Be It Resolved That iTunes Is Out of Date and Needs Fixing NOW



Yep.  Totally agree.  From NBC News:

I was at a Starbucks last weekend, and I grabbed one of those “Pick of the Week” cards, one for Jeremy Piven’s new show. I felt a momentary flutter of excitement — sweet, free TV episode! In HD! But then I realized that I would have to download some huge file, and even then, I could only watch the show on the device I downloaded it to.

The concept suddenly seemed awkward … antiquated, even.

And if I liked what I saw? I could pay Apple $2.99 per episode for the privilege of downloading more huge files. As a paying subscriber of Netflix and Amazon Prime — not to mention cable TV — my final reaction was, “No thanks.”

Continue reading.


Alan Cross

is an internationally known broadcaster, interviewer, writer, consultant, blogger and speaker. In his 40+ years in the music business, Alan has interviewed the biggest names in rock, from David Bowie and U2 to Pearl Jam and the Foo Fighters. He’s also known as a musicologist and documentarian through programs like The Ongoing History of New Music.

4 thoughts on “Be It Resolved That iTunes Is Out of Date and Needs Fixing NOW

  • April 8, 2013 at 9:55 pm

    I really hope there remains a market for those who still want those four gig video files. Anything more instant is crazy lossy. It's bad enough that iTunes has set the standard to 256 kbps AAC for audio.

  • April 8, 2013 at 10:00 pm

    All well and good until one loses their internet connection, or they're on a very limited data plan…

  • April 8, 2013 at 11:50 pm

    From the linked article: "[W]hat Apple should do is revisit its abandoned streaming TV approach, and allow people who purchased movies to stream them from any registered iDevice"

    You mean like you've been able to do since October or so in Canada, and longer in the States, where the writer is presumably from? Yeah, that's much better than just downloading something once and not having to wait for it to buffer again.
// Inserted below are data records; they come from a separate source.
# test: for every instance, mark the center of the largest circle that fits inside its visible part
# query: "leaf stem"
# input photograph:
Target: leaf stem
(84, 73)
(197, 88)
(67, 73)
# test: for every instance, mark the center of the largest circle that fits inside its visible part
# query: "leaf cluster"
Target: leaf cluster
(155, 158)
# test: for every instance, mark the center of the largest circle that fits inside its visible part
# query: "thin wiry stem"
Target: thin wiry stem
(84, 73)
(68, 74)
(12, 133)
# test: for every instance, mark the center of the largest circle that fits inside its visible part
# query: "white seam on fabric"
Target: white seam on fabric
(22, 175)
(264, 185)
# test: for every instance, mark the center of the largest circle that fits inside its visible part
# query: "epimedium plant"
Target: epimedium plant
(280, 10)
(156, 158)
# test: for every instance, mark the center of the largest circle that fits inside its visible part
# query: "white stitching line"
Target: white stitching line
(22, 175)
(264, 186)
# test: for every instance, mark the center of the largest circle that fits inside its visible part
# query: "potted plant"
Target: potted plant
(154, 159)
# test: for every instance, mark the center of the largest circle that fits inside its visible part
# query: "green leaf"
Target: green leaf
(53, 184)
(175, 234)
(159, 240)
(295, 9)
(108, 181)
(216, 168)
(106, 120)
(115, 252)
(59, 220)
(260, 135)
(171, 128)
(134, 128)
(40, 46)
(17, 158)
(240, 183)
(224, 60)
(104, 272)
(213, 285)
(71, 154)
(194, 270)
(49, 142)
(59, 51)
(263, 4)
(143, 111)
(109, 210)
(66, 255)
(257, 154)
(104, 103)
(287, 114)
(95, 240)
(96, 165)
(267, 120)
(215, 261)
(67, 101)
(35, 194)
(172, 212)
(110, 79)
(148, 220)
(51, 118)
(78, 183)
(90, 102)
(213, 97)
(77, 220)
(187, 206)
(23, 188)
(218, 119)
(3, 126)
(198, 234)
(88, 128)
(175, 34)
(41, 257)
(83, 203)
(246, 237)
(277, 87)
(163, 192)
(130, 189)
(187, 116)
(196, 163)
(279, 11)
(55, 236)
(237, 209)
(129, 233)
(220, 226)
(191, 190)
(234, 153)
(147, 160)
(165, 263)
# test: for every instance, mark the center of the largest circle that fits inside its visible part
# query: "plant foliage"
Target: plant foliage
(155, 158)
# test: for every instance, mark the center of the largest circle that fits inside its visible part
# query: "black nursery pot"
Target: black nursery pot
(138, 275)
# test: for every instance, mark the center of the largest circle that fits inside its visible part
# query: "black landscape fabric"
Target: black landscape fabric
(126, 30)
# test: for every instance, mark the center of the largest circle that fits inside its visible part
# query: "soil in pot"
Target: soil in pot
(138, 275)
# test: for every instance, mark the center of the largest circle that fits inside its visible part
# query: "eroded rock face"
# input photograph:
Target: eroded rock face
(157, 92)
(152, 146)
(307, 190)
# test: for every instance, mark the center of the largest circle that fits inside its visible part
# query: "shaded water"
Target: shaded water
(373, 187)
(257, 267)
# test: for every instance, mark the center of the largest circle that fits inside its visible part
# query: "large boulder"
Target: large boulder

  • April 9, 2013 at 11:19 am

    It's not about file sizes or the market for quality versions, it comes down to user choice. Apple has always taken the position of entitlement: you are incredibly lucky to be allowed access to apple media, and for that matter you're lucky to be able to sell your media on an apple platform. They've been able to get away with this because they had carved out a loyal sheep oops customer base, but as with all these things competition eventually moves in and you have to face reality: give your customers options or, eventually, they'll walk.
    I'm only forced to confront their horrible, restrictive software that treats you like a potential pirate when my wife gets frustrated with the BS, but she doesn't plan on buying apple next round, she's fed up. Basically, if you buy the rights to watch something, the target device should be irrelevant. I can see offering a two tier price structure for mobile/HD, but the way they work now is indeed broken. You lucky apple user!